La Direction générale du Budget et des Finances (DGBF) franchit une nouvelle étape dans l’intégration des enjeux climatiques aux finances publiques. Elle a lancé, lundi 10 août 2026 au Palais des Congrès de Lomé, l’atelier national consacré à l’élaboration du premier « Document Budget Vert 2027 ». Les travaux, prévus jusqu’au 21 août, doivent aboutir à un document qui intégrera le projet de loi de finances pour l’exercice 2027.
Organisé dans le cadre du Projet de Modernisation de l’Administration Publique pour la Délivrance des Services (PMADS), avec l’appui de la Banque mondiale, l’atelier réunit environ 160 participants issus du ministère des Finances, de la Planification, de l’Environnement, des ministères sectoriels et des institutions publiques. Les travaux bénéficient également de l’appui technique du conseiller résident du Fonds monétaire international (FMI), Ephrem Ghonda.
L’ambition de cette démarche est de dépasser la seule lecture financière des dépenses publiques. Il s’agit désormais d’analyser et de catégoriser les activités, actions et projets inscrits dans les budgets des ministères selon leur contribution à la lutte contre les changements climatiques et à la protection de l’environnement.
Concrètement, les participants devront procéder au marquage climatique et environnemental des activités budgétaires, consolider les données nécessaires à la préparation du Budget Vert 2027 et identifier, pour chaque ministère, les priorités climatiques pertinentes.

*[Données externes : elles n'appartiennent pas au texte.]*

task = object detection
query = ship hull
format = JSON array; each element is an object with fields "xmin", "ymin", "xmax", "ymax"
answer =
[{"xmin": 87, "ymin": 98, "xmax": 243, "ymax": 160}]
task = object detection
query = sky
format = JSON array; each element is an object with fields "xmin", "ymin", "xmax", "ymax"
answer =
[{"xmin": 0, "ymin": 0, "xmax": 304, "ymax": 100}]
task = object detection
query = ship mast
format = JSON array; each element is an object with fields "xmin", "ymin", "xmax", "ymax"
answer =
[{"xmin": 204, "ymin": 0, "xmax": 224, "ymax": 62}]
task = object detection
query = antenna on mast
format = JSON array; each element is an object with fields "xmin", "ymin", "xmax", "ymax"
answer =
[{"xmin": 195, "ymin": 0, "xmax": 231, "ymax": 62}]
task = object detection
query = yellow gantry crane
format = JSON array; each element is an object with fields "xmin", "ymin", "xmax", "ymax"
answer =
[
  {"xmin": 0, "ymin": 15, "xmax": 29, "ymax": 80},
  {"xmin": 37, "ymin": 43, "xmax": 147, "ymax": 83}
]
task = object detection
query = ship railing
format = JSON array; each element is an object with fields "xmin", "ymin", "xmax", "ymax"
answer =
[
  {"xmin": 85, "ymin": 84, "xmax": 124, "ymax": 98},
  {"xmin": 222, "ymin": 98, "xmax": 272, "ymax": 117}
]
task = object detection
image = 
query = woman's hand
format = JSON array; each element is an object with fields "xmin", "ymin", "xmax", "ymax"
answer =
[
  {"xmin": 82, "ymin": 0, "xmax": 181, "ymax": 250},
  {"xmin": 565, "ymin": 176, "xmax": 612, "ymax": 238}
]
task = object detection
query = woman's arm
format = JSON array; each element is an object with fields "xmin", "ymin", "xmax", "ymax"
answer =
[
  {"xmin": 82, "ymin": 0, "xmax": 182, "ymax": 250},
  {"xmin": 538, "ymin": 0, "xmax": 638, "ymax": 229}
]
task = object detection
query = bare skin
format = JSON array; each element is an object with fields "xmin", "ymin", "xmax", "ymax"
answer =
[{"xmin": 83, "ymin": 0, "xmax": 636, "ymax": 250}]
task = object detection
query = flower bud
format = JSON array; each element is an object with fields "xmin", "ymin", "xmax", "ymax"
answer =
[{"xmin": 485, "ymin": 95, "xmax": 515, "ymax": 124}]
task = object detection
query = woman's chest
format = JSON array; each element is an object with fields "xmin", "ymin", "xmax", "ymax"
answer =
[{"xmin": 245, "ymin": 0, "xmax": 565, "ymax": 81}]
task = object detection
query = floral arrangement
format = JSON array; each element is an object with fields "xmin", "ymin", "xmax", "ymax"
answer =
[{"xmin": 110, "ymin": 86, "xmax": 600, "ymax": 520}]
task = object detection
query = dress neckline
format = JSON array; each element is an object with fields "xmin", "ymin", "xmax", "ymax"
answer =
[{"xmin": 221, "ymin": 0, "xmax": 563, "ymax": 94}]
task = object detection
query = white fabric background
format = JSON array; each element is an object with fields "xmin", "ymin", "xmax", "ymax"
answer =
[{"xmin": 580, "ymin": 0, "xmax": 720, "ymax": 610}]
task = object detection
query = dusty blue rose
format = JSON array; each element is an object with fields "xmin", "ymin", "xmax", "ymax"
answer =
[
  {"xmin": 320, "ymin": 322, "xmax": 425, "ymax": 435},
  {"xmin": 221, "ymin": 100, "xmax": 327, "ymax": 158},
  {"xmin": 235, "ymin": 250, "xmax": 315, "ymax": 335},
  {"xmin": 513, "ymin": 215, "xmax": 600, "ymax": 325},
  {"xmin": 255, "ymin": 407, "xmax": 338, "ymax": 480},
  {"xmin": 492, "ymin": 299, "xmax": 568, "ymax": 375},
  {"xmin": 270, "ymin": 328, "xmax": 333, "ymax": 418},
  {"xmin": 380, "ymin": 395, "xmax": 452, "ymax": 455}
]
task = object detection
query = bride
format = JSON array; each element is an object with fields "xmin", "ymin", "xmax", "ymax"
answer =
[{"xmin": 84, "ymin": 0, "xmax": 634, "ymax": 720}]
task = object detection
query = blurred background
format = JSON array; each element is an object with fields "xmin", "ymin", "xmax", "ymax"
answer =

Les travaux devront également permettre de définir des indicateurs de performance liés au climat et à l’environnement, avant l’élaboration d’un premier projet de Budget Vert 2027. Celui-ci s’appuiera notamment sur les documents de programmation budgétaire, en particulier le Document de programmation pluriannuelle des dépenses (DPPD) et les Projets annuels de performance (PAP) préliminaires.
Cette réforme intervient dans un contexte où les effets du changement climatique pèsent de plus en plus sur l’économie et les finances publiques. Inondations, épisodes de sécheresse et érosion côtière constituent autant de risques susceptibles de perturber les activités économiques, d’affecter les recettes publiques et d’accroître les dépenses de l’État.
Ces chocs climatiques, souvent difficiles à anticiper, peuvent ainsi fragiliser la planification budgétaire et compliquer la préservation des équilibres macroéconomiques. L’intégration systématique de la dimension climatique dans la programmation des dépenses apparaît dès lors comme un outil permettant de mieux anticiper ces risques et d’orienter les ressources publiques vers des investissements plus résilients.
M. SOVI a appelé les participants à faire preuve d’assiduité et surtout à s’approprier durablement le processus. L’objectif est que les administrations sectorielles puissent, à terme, conduire elles-mêmes cet exercice, avec l’appui technique du ministère chargé des Finances.
Les travaux sont coordonnés par la DGBF et conduits sur le terrain par Mme KOUHOUE S. Akouvi Valérie, responsable du « noyau Budget Vert ».
Cette volonté d’appropriation nationale constitue un enjeu majeur. Car au-delà de l’élaboration d’un document pour 2027, le Budget Vert vise à installer progressivement une nouvelle culture de la dépense publique, dans laquelle les considérations climatiques et environnementales sont prises en compte dès la conception et la programmation des politiques publiques.
L’ambition affichée est claire : faire du Budget Vert 2027 une composante du projet de loi de finances. À terme, chaque dépense publique devra pouvoir être appréciée non seulement à travers son montant en francs CFA, mais également au regard de son impact sur le climat et l’environnement.
Les résultats attendus pourraient ainsi être mesurés à travers des indicateurs tels que les hectares protégés ou restaurés, les émissions de gaz à effet de serre évitées, la résilience des infrastructures ou encore la capacité des territoires et des secteurs économiques à faire face aux chocs climatiques.
Le véritable défi sera désormais de transformer le marquage budgétaire en décisions concrètes : mieux orienter les ressources, renforcer la résilience et faire du climat un critère durable de la décision publique.
Avec le Budget Vert 2027, le Togo amorce ainsi un changement de paradigme, demain, la valeur d’une dépense publique ne se mesurera plus seulement au nombre de francs CFA mobilisés, mais aussi à sa capacité à préparer le pays aux défis climatiques.